His example for all of us who were his students (a big extended family from everywhere), showed us to be patient and to want to learn and to respect teaching and thinking and to embrace the joy of seriousness. He taught us that you could be conscious and stand your ground with an opinion rooted ‘in something’ even if it was overwhelmingly unfashionable. And that if it mattered to someone, it mattered.
I haven’t cried because the pain is so deep….it doesn’t even hurt. He was absolutely my man. He knew how much I loved him, and I knew he loved me (though he was not given to any type of demonstrative expression of it). As a boy, I followed him on so many underpopulated gigs in unglamorous places, and there, in the passing years, learned what it meant to believe in the substance of a fundamental idea whose only verification was your belief.
I only ever wanted to do better things to impress HIM. He was my North Star and the only opinion that really deep down mattered to me was his because I grew up seeing how much he struggled and sacrificed to represent and teach vital human values that floated far above the stifling segregation and prejudice that defined his youth but, strangely enough, also imbued his art with an even more pungent and biting accuracy.
But for all of that, I guess he was like all of us; he did the best he could, did great things, had blind spots and made mistakes, fought with his spouse, had problems paying bills, worried about his kids and other people’s, rooted for losing teams, loved gumbo and red beans, and my momma’s pecan pie. But unlike a healthy portion of us, he really didn’t complain about stuff. No matter how bad it was.
A most fair-minded, large-spirited, generous, philanthropic (with whatever he had), open-minded person is gone. Ironically, when we spoke just 5 or 6 days ago about this precarious moment in the world and the many warnings he received ‘to be careful, because it wasn’t his time to pass from COVID’, he told me,” Man, I don’t determine the time. A lot of people are losing loved ones. Yours will be no more painful or significant than anybody else’s”.

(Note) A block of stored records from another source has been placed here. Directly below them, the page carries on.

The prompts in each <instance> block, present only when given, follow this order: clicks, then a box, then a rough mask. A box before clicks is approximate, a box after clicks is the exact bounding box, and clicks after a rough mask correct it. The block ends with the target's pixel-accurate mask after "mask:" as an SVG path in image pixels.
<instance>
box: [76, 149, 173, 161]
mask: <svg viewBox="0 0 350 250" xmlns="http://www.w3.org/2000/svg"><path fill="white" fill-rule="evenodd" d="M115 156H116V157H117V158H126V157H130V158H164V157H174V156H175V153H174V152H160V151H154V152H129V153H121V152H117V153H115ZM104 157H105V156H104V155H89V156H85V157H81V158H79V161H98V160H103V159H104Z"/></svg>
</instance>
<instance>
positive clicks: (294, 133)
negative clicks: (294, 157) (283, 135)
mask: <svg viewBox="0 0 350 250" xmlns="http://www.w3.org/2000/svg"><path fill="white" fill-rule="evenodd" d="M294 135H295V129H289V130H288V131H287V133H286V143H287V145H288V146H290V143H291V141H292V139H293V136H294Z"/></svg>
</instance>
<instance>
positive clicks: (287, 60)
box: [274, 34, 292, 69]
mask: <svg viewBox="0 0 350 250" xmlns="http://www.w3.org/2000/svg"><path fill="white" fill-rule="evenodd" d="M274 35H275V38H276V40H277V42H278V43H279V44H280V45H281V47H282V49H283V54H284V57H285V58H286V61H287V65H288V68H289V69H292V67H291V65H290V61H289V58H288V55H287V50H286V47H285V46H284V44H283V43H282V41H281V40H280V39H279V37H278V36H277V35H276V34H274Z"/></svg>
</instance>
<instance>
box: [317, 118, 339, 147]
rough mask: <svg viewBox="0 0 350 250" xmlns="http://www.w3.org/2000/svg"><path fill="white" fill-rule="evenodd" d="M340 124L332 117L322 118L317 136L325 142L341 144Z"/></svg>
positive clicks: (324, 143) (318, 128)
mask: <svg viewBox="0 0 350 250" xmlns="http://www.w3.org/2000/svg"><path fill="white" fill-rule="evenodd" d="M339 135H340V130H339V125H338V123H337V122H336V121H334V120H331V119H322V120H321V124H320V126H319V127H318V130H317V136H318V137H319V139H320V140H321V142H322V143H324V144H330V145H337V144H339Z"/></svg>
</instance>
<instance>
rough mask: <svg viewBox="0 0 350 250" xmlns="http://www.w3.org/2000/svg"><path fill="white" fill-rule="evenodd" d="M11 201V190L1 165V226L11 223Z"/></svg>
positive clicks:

That was him, “in a nutshell”, (as he would say before talking for another 15 minutes without pause).
In that conversation, we didn’t know that we were prophesying. But he went out soon after as he lived—-without complaint or complication. The nurse asked him, “Are you breathing ok?” as the oxygen was being steadily increased from 3 to 8, to too late, he replied, ”Yeah. I’m fine.”
For me, there is no sorrow only joy. He went on down the Good Kings Highway as was his way, a jazz man, “with grace and gratitude.”
And I am grateful to have known him.